La Chambre a rejeté jeudi la proposition de révision de la Constitution qui visait à étendre le délai de garde à vue à 48 heures moyennant une prolongation possible de 24 heures motivée par le juge d'instruction en cas d'infraction terroriste. Comme prévu, quelques voix ont manqué pour atteindre une majorité des deux tiers.

Le gouvernement fédéral a pris acte de ce vote et invité la majorité à déposer dès vendredi une proposition d'extension du délai de garde à vue à 48 heures.

Le sp.a soutient un compromis sur un délai général de 48 heures

Le sp.a, qui siège dans l'opposition, avait déjà déposé une proposition en ce sens peu avant les attentats du 22 mars 2016. "J'accueille dès lors favorablement l'appel du Premier ministre", a commenté le socialiste flamand Hans Bonte, qui plaidait depuis plusieurs mois pour un délai général, soit pour tous les actes criminels, de 48 heures.

Le vice-Premier ministre Jan Jambon (N-VA) a regretté vendredi matin l'issue du vote intervenu en plénière. "C'est incroyable. Il y a eu des auditions dans ce parlement, lors desquelles des spécialistes sont venus dire qu'une prolongation était vraiment nécessaire, mais les députés en ont décidé autrement", a-t-il déclaré sur les ondes de la VRT.

Son collègue de parti, Koen Metsu, a également fait référence aux nombreux experts entendus en commission Lutte contre le terrorisme. "Bon nombre d'entre eux étaient demandeurs de 24 heures supplémentaires dans les dossiers de terrorisme, étant donné la complexité de ces affaires", a-t-il rappelé, évoquant l'OCAM, la police fédérale ou encore le collège des procureurs généraux, ceux qui "travaillent vraiment sur le terrain". En réalité, les affaires de terrorisme sont toutefois en premier lieu du ressort du procureur fédéral. Le principal intéressé, Frédéric Van Leeuw, s'était montré circonspect quant à cette extension, jugeant qu'il fallait se méfier des lois d'exception.

Le parlementaire Hans Bonte rejoint ce point de vue et soutient donc un compromis sur un délai général de 48 heures, sans exception.
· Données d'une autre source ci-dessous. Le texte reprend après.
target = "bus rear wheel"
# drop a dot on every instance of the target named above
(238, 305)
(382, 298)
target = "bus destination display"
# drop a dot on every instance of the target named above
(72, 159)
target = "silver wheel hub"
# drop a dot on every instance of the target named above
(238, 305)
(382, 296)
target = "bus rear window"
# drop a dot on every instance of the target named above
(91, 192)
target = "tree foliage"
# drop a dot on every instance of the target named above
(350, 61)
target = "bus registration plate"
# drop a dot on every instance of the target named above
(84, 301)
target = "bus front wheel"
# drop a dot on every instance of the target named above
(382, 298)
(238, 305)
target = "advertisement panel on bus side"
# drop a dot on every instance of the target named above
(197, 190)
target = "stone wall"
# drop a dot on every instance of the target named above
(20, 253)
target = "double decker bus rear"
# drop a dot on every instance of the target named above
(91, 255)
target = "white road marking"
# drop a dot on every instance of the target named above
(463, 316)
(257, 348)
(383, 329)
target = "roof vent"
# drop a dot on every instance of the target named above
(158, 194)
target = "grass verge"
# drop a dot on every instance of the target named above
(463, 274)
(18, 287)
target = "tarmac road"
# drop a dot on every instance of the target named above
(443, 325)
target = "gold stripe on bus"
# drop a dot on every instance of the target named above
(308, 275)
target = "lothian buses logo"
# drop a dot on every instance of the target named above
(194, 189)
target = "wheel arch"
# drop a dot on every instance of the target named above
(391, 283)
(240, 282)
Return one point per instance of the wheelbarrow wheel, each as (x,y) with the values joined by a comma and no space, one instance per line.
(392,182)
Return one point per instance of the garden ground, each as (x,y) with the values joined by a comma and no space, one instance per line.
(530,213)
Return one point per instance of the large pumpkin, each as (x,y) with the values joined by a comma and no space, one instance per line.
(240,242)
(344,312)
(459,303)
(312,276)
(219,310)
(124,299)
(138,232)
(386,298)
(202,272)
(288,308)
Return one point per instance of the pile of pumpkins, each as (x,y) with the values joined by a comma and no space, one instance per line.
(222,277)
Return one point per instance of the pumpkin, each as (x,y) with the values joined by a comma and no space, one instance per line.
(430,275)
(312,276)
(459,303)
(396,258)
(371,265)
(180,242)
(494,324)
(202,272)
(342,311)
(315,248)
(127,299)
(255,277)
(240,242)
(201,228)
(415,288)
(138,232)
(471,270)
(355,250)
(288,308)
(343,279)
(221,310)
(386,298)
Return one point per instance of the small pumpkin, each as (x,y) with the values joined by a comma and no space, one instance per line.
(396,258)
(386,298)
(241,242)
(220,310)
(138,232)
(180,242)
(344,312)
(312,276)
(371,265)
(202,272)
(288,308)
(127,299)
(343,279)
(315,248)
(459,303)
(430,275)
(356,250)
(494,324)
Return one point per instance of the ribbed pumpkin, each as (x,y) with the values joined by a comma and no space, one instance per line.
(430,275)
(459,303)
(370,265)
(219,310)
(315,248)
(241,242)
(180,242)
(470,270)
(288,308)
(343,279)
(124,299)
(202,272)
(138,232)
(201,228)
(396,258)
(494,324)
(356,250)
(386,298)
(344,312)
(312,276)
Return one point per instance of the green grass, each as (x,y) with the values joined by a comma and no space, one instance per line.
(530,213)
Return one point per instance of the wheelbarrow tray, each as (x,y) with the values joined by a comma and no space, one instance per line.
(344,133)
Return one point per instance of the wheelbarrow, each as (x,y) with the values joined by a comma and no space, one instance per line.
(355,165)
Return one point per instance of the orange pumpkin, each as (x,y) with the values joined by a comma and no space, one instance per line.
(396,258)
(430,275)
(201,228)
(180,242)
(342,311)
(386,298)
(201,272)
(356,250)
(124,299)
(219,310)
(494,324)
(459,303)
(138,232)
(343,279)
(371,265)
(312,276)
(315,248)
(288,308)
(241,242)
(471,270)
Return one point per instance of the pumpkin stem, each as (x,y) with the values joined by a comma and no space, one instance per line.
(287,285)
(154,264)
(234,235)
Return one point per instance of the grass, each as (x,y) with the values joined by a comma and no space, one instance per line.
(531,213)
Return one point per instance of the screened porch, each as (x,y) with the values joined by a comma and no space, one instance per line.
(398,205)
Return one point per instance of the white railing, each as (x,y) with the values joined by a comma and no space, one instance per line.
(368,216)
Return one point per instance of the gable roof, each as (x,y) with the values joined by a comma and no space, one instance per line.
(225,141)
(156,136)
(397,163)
Denis Ducarme : "Les partis de gauche campent sur des positions idéologiques"

Par la voix de son chef de groupe, Denis Ducarme, le groupe MR de la Chambre a déploré vendredi la position adoptée jeudi par l'opposition de gauche : "Je suis très déçu de constater que sur des thématiques aussi importantes que la sécurité et le terrorisme, les partis de gauche campent sur des positions idéologiques. Les masques tombent alors que nous avons besoin de pragmatisme. Nous sommes, avec la Roumanie, le seul pays d'Europe qui permet encore un délai de garde à vue aussi court ! Alors que d'autres pays, comme l'Italie, la France ou les Pays-Bas disposent de plus de temps de garde à vue. Les travaux de la commission lutte contre le terrorisme mais aussi les auditions organisées dans le cadre de la commission attentats, ont pourtant démontré que de nombreux acteurs de terrain, experts, membres des services de police et judiciaire appelaient de leur vœux cette réforme importante".

La ministre du Budget Sophie Wilmès (MR) dénonce un "hallucinant déni de réalité".

Le député fédéral Ecolo Gilles Vanden Burre dénonce le fait que la majorité a voulu passé en force jeudi à la Chambre : "Après 6 mois de débats, qui étaient très intéressants et qui allaient au fond des choses, la majorité a décidé de faire le forcing en plénière sur leur entêtement d'aller à 72 heures, ce qui n'était pas une demande relayée par les acteurs du terrain. Certains le demandent, mais certains voient de réelles difficultés voire de réels dangers par rapport à une telle mesure, qui viserait uniquement les actes terroristes. Ce débat a malheureusement été gâché par la majorité fédérale qui s'est entêtées et qui a voulu faire le forcing sur un texte pour lequel on a besoin d'un large consensus, puisqu'une majorité des deux tiers est nécessaire".